I kind of like leafing through HARP because it makes me nostalgic and has a few nice twists for the classic fantasy races (like peaceful orcs, sorry, Gryx, Halfling wanderlust, and I think some nice twists on dwarven beards), but overall, it always seemed like an RPG that doesn't quite know what it wants to be to me. Parts of it a nearly Rolemaster-complex, and in comparision, others feel simplistic - and not a lot is gained by boiling the damage table down to just the crit table (looking up crits separetely was really never the problem in MERP or RM), and some variety and fun lost.

The Folkways supplement is nice, though; it has a lot of general (and good) advice on building fantasy cultures. It's stuck a little bit between that, being a HARP rules supplement and also a setting supplement for both Shadow World and Cyradon, so there will always be big parts you won't be using, whatever you want out of it, but is still good. There's a HARP supplement on Religion in RPGs by the same author, but I don't have it - if it's of the same quality, it's certainly worthwhile.

And if they finally manage to get an expended Cyradon out, I'll definitely be on board, because it's a REALLY cool setting that went totally unappreciated in its time.
 


It's two years later, and I find myself eyeing HARP every few months. I still enjoy reading around in the core rules and in the Folkways supplement, and I really like chargen in HARP - it has all the right building blocks and offers flexibility without being overwhelming.
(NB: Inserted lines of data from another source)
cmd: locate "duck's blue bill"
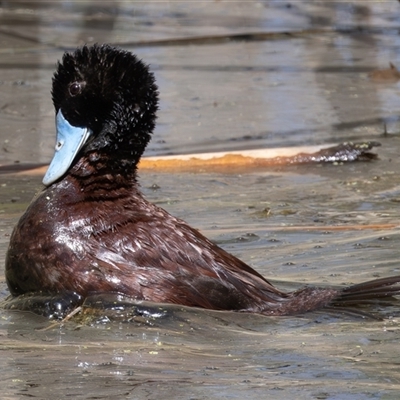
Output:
[42,109,91,186]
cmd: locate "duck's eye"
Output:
[68,82,83,96]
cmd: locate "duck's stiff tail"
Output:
[332,275,400,307]
[270,275,400,318]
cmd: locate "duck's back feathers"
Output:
[6,45,400,315]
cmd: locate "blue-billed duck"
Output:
[6,45,400,315]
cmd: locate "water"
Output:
[0,1,400,400]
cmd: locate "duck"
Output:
[5,44,400,316]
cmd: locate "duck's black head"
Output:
[43,45,158,185]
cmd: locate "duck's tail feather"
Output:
[332,275,400,306]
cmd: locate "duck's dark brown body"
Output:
[6,154,337,315]
[6,45,400,315]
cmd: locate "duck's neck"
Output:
[69,152,137,200]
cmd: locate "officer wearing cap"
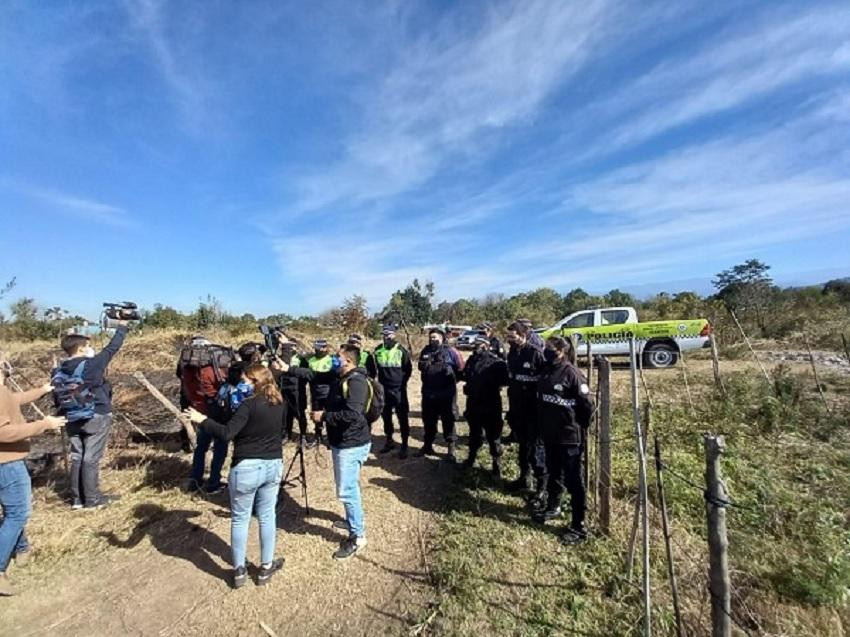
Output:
[348,334,378,378]
[374,325,413,459]
[478,322,508,358]
[463,336,508,478]
[416,327,463,462]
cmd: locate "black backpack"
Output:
[342,374,384,425]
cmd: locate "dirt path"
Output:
[0,427,455,636]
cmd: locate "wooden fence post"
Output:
[708,334,726,396]
[655,434,684,637]
[703,434,732,637]
[596,356,611,535]
[133,372,197,450]
[629,336,652,637]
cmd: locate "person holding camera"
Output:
[51,320,128,509]
[534,336,593,544]
[0,352,66,596]
[186,363,284,588]
[312,344,372,560]
[416,327,463,462]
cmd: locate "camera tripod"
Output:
[282,434,310,515]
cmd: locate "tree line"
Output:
[0,259,850,343]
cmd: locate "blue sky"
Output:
[0,0,850,315]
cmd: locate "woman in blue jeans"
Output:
[186,364,284,588]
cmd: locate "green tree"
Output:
[712,259,776,334]
[381,279,434,325]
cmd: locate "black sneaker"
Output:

I still wouldn't know about the actual gameplay, because I never brought it to the table, but I played a lot of MERP back in the days, so I think I have a general idea.

I think it scratches an early nineties itch for me that keeps getting stronger. That was the time when I started gaming "seriously", discovering RPGs like CoC, Stormbringer, Pendragon, MERP and Shadowrun, and what mattered most to me back then was being able to create sufficiently individualized characters that felt true to the fiction that I liked to read and developed organically. During the 90s, these ideas were often burdened with more and more rules, but the first games of that type struck a good balance, as far as I am concerned, and HARP feels like that. A little clunky sometimes, a little mired in legacy stuff (like buying characteristics on a scale of 1-100+ just to then convert them into bonuses), but generally aiming for an admirable diversity and plausibility in characters.

Also, crit tables that make you think twice about starting combat. Or thrice.

EDIT: Also, at this point, I kind of like how it is supported by its publisher. They are glacial, but still, about once a year, a new book comes out, and they stick to it and keep supporting HARP. I hope they will keep on doing it (Rolemaster Unified seems a lot more succesful, so I fear that they might end up diverting all of their energies to it ...).
 

On the official forums, they told me Rolemaster Unified looks the way it does because they can't justify an art budget, so "successful" requires some qualification.
 

On the official forums, they told me Rolemaster Unified looks the way it does because they can't justify an art budget, so "successful" requires some qualification.
Well, it's probably very relative. I was just going by their drivethru publisher site (which is, I think, their only venue, so it should be representative), where the first 8 ICE bestsellers are Rolemaster, followed by one brand-new HARP book, then two RM again, then the HARP fantasy core book and then a lot of RM old and new again.